Nawigacja strony
MYŚL DNIA
Słowo Życia
…wrzuciła wszystko, co miała… (Mk 12, 44)
Może warto dzisiaj zbliżyć się do otwartego Serca Jezusowego, które jak skarbona pomieści Twoje i moje,
i każde „wszystko”. Złóżmy w Jego głębi wszystkie nasze lęki, obawy, niepewności ...
Słowo Życia - styczeń 2023
Pójdźcie za Mną, a uczynię was rybakami ludzi
(Mt 4, 19)
Jezus zobaczył tych, którzy pracują. Dostrzegł człowieka w jego zmaganiu się, w jego trosce o życie swoje i innych. Dlaczego rybacy winni zostawić pracę, która ma sens? Dlaczego trzeba odejść? Ponieważ wzywa Jezus. Mają zostawić to, co czynili dotychczas w życiu, co posiadali: sieci, łodzie. To jest pierwszy etap odchodzenia na wezwanie.
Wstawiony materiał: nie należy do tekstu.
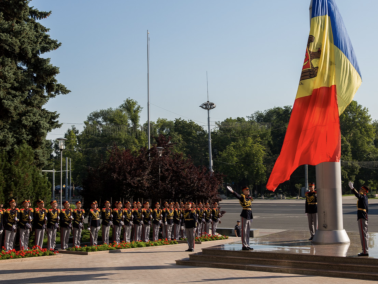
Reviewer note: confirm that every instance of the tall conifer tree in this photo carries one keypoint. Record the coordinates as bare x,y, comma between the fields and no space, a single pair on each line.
27,81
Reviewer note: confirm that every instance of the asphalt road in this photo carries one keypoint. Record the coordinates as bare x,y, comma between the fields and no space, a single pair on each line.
290,216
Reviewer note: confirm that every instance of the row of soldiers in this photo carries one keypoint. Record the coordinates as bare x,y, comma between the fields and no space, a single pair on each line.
173,221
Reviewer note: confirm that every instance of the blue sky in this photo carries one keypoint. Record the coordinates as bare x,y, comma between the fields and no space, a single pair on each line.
253,51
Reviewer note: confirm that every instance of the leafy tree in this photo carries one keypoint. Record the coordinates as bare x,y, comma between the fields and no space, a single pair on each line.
27,80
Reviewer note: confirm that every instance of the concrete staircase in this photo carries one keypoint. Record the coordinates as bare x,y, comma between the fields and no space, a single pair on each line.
344,267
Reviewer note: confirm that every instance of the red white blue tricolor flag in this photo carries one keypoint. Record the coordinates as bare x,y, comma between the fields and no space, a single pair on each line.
329,80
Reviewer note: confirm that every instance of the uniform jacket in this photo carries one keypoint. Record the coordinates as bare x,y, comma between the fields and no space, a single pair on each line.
78,217
106,214
246,204
9,218
311,202
26,216
39,218
117,216
52,218
65,220
94,217
190,218
362,205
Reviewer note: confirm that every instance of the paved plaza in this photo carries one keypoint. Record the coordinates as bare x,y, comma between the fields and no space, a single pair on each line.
140,265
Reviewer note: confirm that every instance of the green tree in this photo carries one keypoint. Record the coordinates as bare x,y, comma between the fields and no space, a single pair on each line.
27,79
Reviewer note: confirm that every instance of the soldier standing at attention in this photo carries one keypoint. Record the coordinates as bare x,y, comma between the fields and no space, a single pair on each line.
215,218
138,223
312,210
24,226
177,218
52,225
207,218
362,216
94,222
40,220
156,221
65,225
107,217
117,222
147,216
11,217
128,219
247,216
190,221
78,224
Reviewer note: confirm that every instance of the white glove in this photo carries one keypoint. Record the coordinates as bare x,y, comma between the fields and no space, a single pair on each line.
351,185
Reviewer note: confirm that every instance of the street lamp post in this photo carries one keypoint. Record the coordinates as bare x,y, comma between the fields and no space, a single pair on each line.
61,142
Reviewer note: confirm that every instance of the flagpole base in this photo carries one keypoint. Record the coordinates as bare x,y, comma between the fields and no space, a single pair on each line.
331,237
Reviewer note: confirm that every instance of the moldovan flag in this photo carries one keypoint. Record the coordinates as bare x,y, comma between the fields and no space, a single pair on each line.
329,80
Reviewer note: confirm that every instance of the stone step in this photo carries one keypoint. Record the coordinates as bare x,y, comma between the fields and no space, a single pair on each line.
289,256
281,269
285,263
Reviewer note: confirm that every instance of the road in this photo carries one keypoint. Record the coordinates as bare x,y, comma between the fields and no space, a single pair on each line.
289,215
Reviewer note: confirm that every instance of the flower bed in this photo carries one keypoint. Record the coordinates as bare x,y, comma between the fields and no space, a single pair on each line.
122,245
34,252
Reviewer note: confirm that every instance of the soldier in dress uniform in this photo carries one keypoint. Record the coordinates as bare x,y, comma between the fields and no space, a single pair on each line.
201,219
78,224
117,222
177,219
163,228
215,218
147,217
312,210
25,224
138,222
1,226
107,221
40,220
207,218
52,224
246,203
168,221
157,215
128,219
11,218
190,221
94,222
66,218
362,216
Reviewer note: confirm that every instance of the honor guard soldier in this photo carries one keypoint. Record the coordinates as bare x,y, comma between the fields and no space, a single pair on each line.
362,216
201,219
25,224
177,219
147,217
78,224
168,221
215,218
117,222
138,223
94,222
246,202
107,221
163,229
190,221
128,219
65,225
40,220
1,226
11,218
312,210
157,220
52,224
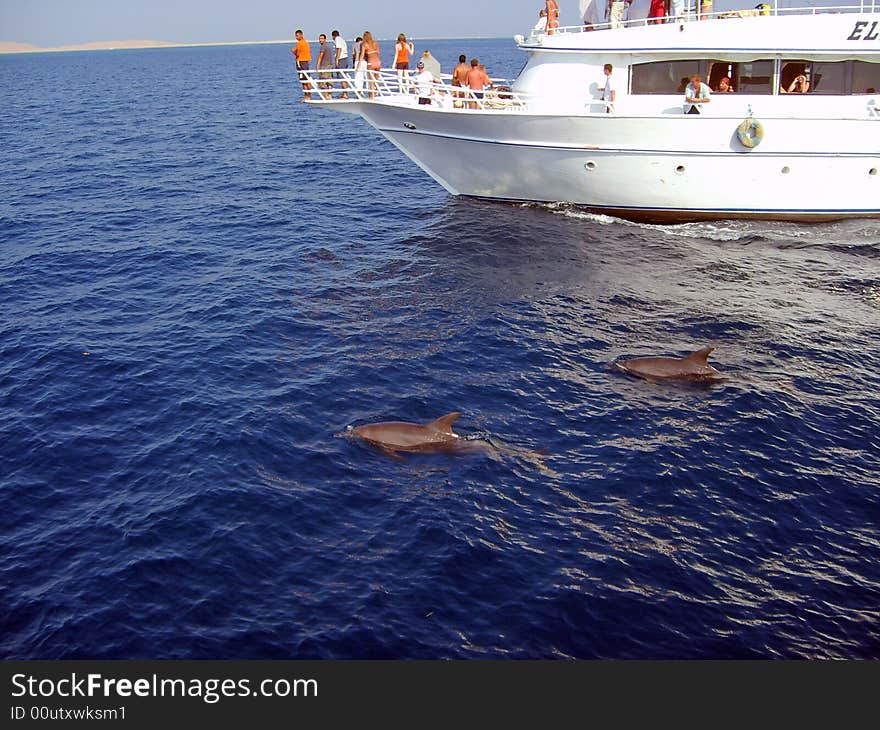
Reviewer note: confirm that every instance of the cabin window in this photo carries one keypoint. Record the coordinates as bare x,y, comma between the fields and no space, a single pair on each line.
671,77
824,77
664,77
866,77
755,77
Drugi etap, to zostawienie ojca, swoich w domu i towarzyszy połowów. Odejście od rzeczy i od ludzi.
Odejście od przywiązania, które mogłoby uniemożliwić dobre wypełnienie misji. Sens pójścia za Jezusem: wypełnić to, co On chce. Jezus przywołuje ludzi zajętych.Nie są bez pracy, mają najbliższych, czyli nie są ludźmi samotnymi, czegoś się również na tej ziemi już dorobili. Pan odrywa ich niejako od wcześniejszych przyzwyczajeń, działania, więzi. Nie pozwala, aby zaistniały sytuacje niejasne albo jakiekolwiek kompromisy na rzecz innych spraw. To, czego jasno wymaga, to zdecydowania i oderwania się od tego, co było ich dotychczasowym życiem i troską. Wszystko, co było dotychczas drogie, kochane, ważne, co dawało radość, poczucie sensu, celu, bezpieczeństwa, należy zostawić. Co zatem czynić, w miejsce dotychczasowego działania, życia? Pójść za Jezusem: chodzić za Nim, wsłuchiwać się w nauczanie, patrzeć na Jego czyny, znaki, doświadczać odniesienia do Ojca i ludzi. Chodzić za Nim, być z Nim, pragnąć tego, czego On pragnie, być z Nim zgodnym w uczuciach. Nie dążcie za wielkością, lecz niech was pociąga to, co pokorne (Rz 12, 16).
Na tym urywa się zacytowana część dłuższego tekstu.